In pochi giorni, tantissime denunce per una nuova modalità atta come al solito, ad attirare i possessori di un conto. Dal consumatore al rivenditore, appare come una normale transazione di un acquisto, fatta da parte di un compratore, ma la realtà cela tutt’altro. Il cliente, dopo pochi giorni, effettua un’altra transazione, stavolta con un importo minore.
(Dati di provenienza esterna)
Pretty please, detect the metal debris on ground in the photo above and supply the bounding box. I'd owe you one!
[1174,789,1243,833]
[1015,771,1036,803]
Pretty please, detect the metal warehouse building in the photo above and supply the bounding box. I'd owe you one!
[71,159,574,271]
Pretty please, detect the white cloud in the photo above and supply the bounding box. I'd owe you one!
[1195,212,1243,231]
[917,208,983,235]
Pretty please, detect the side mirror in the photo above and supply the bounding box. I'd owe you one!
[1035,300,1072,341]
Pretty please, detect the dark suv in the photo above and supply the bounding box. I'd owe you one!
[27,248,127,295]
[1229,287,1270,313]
Visto che la prima è andata a buon fine, il rivenditore non si preoccuperà di controllarne la veridicità, ed ecco la truffa.
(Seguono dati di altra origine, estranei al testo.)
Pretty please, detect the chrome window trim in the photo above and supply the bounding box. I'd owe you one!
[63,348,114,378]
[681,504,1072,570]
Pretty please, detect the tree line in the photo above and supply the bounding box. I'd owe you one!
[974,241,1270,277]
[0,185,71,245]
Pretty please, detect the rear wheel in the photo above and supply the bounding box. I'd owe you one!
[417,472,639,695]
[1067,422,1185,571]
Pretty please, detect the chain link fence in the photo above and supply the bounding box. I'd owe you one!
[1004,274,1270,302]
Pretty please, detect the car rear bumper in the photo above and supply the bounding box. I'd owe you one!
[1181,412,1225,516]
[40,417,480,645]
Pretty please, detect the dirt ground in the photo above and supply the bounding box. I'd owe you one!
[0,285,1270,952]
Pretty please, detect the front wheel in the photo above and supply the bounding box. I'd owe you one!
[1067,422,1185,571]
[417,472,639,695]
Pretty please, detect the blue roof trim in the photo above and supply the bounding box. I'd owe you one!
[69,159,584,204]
Pochi giorni, e PayPal richiederà la cosiddetta chargeback, un’istanza di rimborso dovuta al fatto che l’acquirente dichiara volontariamente di non esser minimamente a conoscenza dei pagamenti effettuati in precedenza. La truffa avviene qui. Questa pratica infatti, richiede un’obbligatoria documentazione inviata, per testimoniare il pagamento e l’arrivo del prodotto. Ma attenzione alla clausola della “Protezione vendite”, che afferma che quest’ultima può essere applicata solamente nel caso in cui il pagamento dell’ordine sia finalizzato con modalità di pagamento unicamente fatto con PayPal. Il rivenditore, può quindi accorgersi che il pagamento non è idoneo.

Cosa è successo? Che il rivenditore non avrà indietro il suo materiale e perde i soldi. Come avviene tutto ciò? Il cliente al momento del pagamento paga con una carta di credito, chiedendo l’invio dei prodotti, ad un indirizzo diverso da quello che ha deciso di immettere nel suo account PayPal. Facendo in questo modo, potrà dire di non riconoscere il pagamento, quindi avrà il diritto di chiedere alla società, il rimborso.